Literature DB >> 31052671

An end-to-end fully-convolutional neural network for division of focal plane sensors to reconstruct S0, DoLP, and AoP.

Xianglong Zeng, Yuan Luo, Xiaojing Zhao, Wenbin Ye.   

Abstract

Division of focal plane (DoFP) polarimeter is widely used in polarization imaging sensors. The periodically arranged micro-polarizers integrated on the focal plane ensure its outstanding real-time performance, but reduce the spatial resolution of output images and further affect the calculation of polarization parameters. In this paper, a four-layer, end-to-end fully convolutional neural network called Fork-Net is proposed, which aims to directly improve the imaging quality of three polarization properties: intensity (i.e., S0), degree of linear polarization (DoLP), and angle of polarization (AoP), rather than focusing on reducing the interpolation error of intensity images of different polarization orientations. The Fork-Net accepts raw mosaic images as input and directly outputs S0, DoLP, and AoP. It is also trained with a customized loss function. The experimental results show that compared with existing methods, the proposed one achieves the highest peak signal-to-noise ratio (PSNR) and prominent visual quality on output images.

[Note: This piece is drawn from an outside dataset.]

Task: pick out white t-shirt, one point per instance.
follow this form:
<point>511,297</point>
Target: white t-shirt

Year:  2019        PMID: 31052671     DOI: 10.1364/OE.27.008566

Source DB:  PubMed          Journal:  Opt Express        ISSN: 1094-4087            Impact factor:   3.894


  2 in total

1.  New diagonal micropolarizer arrays designed by an improved model in fourier domain.

Authors:  Jia Hao; Yan Wang; Kui Zhou; Xiaochang Yu; Yiting Yu
Journal:  Sci Rep       Date:  2021-03-11       Impact factor: 4.379

2.  Residual Interpolation Integrated Pixel-by-Pixel Adaptive Iterative Process for Division of Focal Plane Polarimeters.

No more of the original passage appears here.